Genre: Folk ,Contemporary Folk ,Contemporary Singer/Songwriter ,Political Folk
Origin: U.S.A
Listen on Coda
For years California folksinger Joel Rafael had composed and delivered his material before finally committing songs to tape, issuing his 1994 debut fronting the Joel Rafael Group well into his early forties. The veteran performer’s grounded character came through in the rootsy, tuneful Americana that filled that collection. By the close of the decade he had gathered multiple honors, gained wide regard, and secured a deal with Jackson Browne’s Inside Out imprint, which issued a series of favorably received albums across the next ten years. Two of those projects paid tribute to Woody Guthrie, another artist who chronicled American social upheaval in the manner Rafael himself favored. His own later releases, among them 2008’s Thirteen Stories High and 2012’s America Come Home, underscored his range and conviction as a songwriter, while live appearances placed him alongside Emmylou Harris, Crosby, Stills & Nash, and John Lee Hooker. Recording continued into the late 2010s, culminating in the 2019 standout Rose Avenue.
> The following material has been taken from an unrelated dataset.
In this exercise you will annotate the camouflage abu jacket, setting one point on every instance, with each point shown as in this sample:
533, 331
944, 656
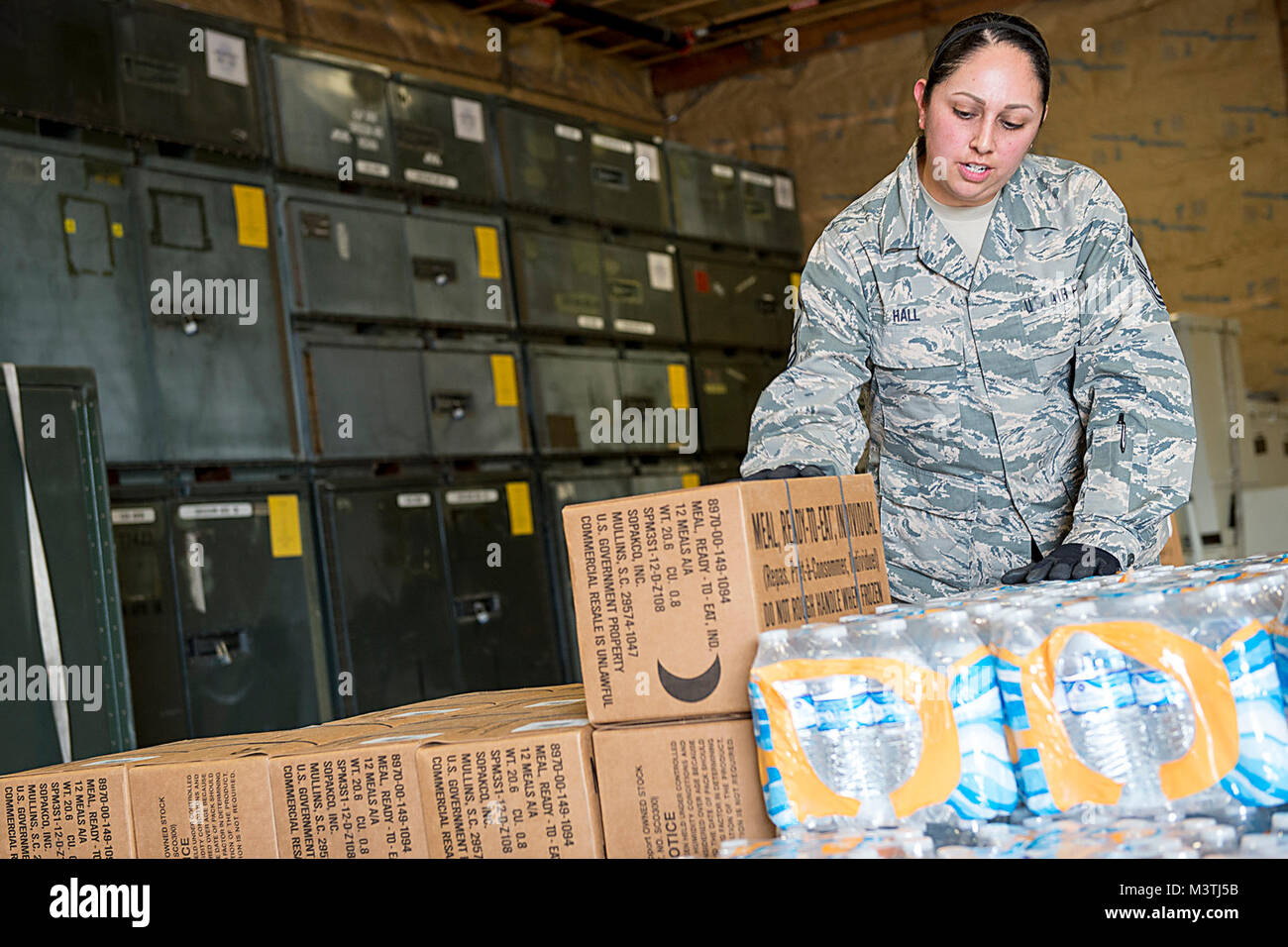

Drawn to the early-’60s folk revival, Rafael acquired a guitar during his teenage years and began crafting songs modeled on Guthrie, Ramblin’ Jack Elliott, and Bob Dylan. Though born in Chicago, he grew up in the San Gabriel Valley beyond Los Angeles, immersed himself in the city’s folk community, then relocated to the Pacific Northwest in the late ’60s before returning to California and establishing a home in North San Diego County to raise his family.

Throughout the ’70s and ’80s he kept writing folk material and appearing both solo and with assorted ensembles across Southern California, yet his individual career only gained momentum in the early ’90s. The 1994 album credited to the Joel Rafael Band found an audience on AAA radio, earned the San Diego CCMA award, and brought Rafael the New Folk Emerging Songwriter honor from the Kerrville Folk Festival. A second effort, Old Wood Barn, appeared in 1996 on his own Reluctant Angel Records; by their third release, 2000’s Hopper, the group had moved to Jackson Browne’s Inside Recordings.

In 2002 Rafael supplied several original songs and the incidental score for an NPR radio adaptation of John Steinbeck’s The Grapes of Wrath. A devoted admirer of Woody Guthrie, he joined Jimmy LaFave’s Ribbon of Highway, Endless Skyway collective, whose rotating cast of songwriters celebrated Guthrie’s catalog. Rafael’s own tribute, Woodeye: Songs of Woody Guthrie, arrived in 2003 and included contributions from Van Dyke Parks, Jennifer Warnes, and Ellis Paul. A follow-up, Woodyboye: Songs of Woody Guthrie and Tales Worth Telling, Vol. 2, came out in 2005 and incorporated four previously unreleased Guthrie lyrics set to music by Rafael.

Having devoted much of the decade to Guthrie’s catalog, Rafael resumed work on his own songs with 2008’s Thirteen Stories High, which featured the protest piece “This Is My Country” and guest vocals from David Crosby and Graham Nash. His eighth album, America Come Home, appeared in 2012; touring during this period found him sharing stages with Sheryl Crow and Taj Mahal, and he also performed at the Woody Guthrie Centennial Songbook concert held at the Kennedy Center for the Performing Arts in Washington, D.C. A few years afterward he released his ninth album, Baladista. Continued performances led to a 2018 collaboration with multi-instrumentalist Marty Rifkin that yielded the 2019 album Rose Avenue, highlighted by the track “Strong” recorded with Jason Mraz.